読めるはずが無いと恐る恐る手に取ってみたエリザベスだったが、驚いたことにそれが読める気がした。
『JK異世界転生。~婚約者がヤンデレ皇太子なんて聞いてない。~』
文字は読めるが、その意味が理解できない。——―そんな言葉が並んでいた。JKとは? 異世界転生とは? ヤンデレって、何?

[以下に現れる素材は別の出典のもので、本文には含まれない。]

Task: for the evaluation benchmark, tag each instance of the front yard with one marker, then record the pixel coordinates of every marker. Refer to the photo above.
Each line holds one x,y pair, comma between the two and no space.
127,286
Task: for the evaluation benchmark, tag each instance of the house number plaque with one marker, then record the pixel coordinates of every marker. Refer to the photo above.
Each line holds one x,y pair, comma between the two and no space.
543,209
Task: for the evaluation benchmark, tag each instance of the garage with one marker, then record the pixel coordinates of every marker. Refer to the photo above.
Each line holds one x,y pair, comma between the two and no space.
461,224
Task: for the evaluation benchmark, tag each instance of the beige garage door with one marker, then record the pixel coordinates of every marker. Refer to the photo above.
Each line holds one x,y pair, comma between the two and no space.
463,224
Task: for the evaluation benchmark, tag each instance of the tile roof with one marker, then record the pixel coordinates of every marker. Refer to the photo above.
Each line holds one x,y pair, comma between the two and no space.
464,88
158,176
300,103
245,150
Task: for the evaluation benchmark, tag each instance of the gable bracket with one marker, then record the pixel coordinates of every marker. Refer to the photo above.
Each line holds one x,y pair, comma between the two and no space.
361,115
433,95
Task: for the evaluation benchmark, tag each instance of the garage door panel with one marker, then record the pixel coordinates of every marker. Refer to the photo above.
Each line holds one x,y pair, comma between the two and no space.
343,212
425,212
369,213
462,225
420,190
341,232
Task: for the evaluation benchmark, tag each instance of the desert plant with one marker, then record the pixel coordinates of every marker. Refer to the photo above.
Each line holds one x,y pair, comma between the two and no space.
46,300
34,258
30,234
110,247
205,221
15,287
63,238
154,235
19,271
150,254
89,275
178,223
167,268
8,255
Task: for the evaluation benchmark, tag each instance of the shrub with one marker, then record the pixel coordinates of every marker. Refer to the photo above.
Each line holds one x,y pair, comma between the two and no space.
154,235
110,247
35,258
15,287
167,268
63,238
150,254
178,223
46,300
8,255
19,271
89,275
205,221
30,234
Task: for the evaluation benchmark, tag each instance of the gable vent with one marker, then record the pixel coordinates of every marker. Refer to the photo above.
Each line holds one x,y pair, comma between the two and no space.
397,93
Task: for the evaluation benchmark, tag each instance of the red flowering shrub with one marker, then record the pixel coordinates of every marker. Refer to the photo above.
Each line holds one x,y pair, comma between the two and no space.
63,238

「?」の答えを探すかのように色鮮やかな表紙をよく見れば、エリザベスが通う学園の制服を着たプラチナブロンドの髪色の少女が、アッシュグレーの髪色をして深い青色の目を持つ皇子殿下のような格好をした男性に後ろから抱きすくめられて、困った顔をしている。姿絵とも違う、ずいぶんと変わった絵だとエリザベスは思った。
こんなに色鮮やかで艶やかな絵を、エリザベスは生まれてこのかた見たことが無い。表紙をなぞってみれば、つるりとした表面に、その絵がそこに直接描かれたものではないのだと気が付いて、目を見開いた。
「これは、どういう仕組みでできているのでしょうか? 印刷技術というものが先日発明されたとは聞きましたが、まさかこんな有色のものまで?」
「驚くの、そこ?」
そう言って、友梨が困ったように笑う。どうやら、見当違いな反応をしてしまったらしいと、エリザベスは頬が赤くなるのを感じた。いつもなら言い返して、言い返し過ぎて後悔しそうな状況なのに、友梨には言い返す気が起きないのは、彼女が今自分にとって唯一の救いであるからだろうか。
「ていうか、文字は読めた?」
口許は笑ったままだったが、呆れたように言う友梨に、エリザベスは「え、ええ。読めますわ。見たことも無い文字ですけれど。」と、胸を張って答えた。友梨は、それを聞いて「やっぱりね。」と、うんうん頷いた。
「じゃあさ、この人達。誰かに似ていると思わない?」
そう言って彼女が指差したのは、表紙の中の少女と皇子らしき人だ。友梨がニヤリと笑ったことも気になった。再び表紙に目を落とし、しばらくその二人を眺めるエリザベス。アッシュグレーの髪。深いブルーの瞳。———あれ?と気が付いて、エリザベスが顔を上げると、嬉しそうな友梨と目が合った。
「…フィリップ皇太子殿下?」
思わずと言ったようにその尊き名を口にしてみれば、友梨は正解と言わんばかりに笑ってくれた。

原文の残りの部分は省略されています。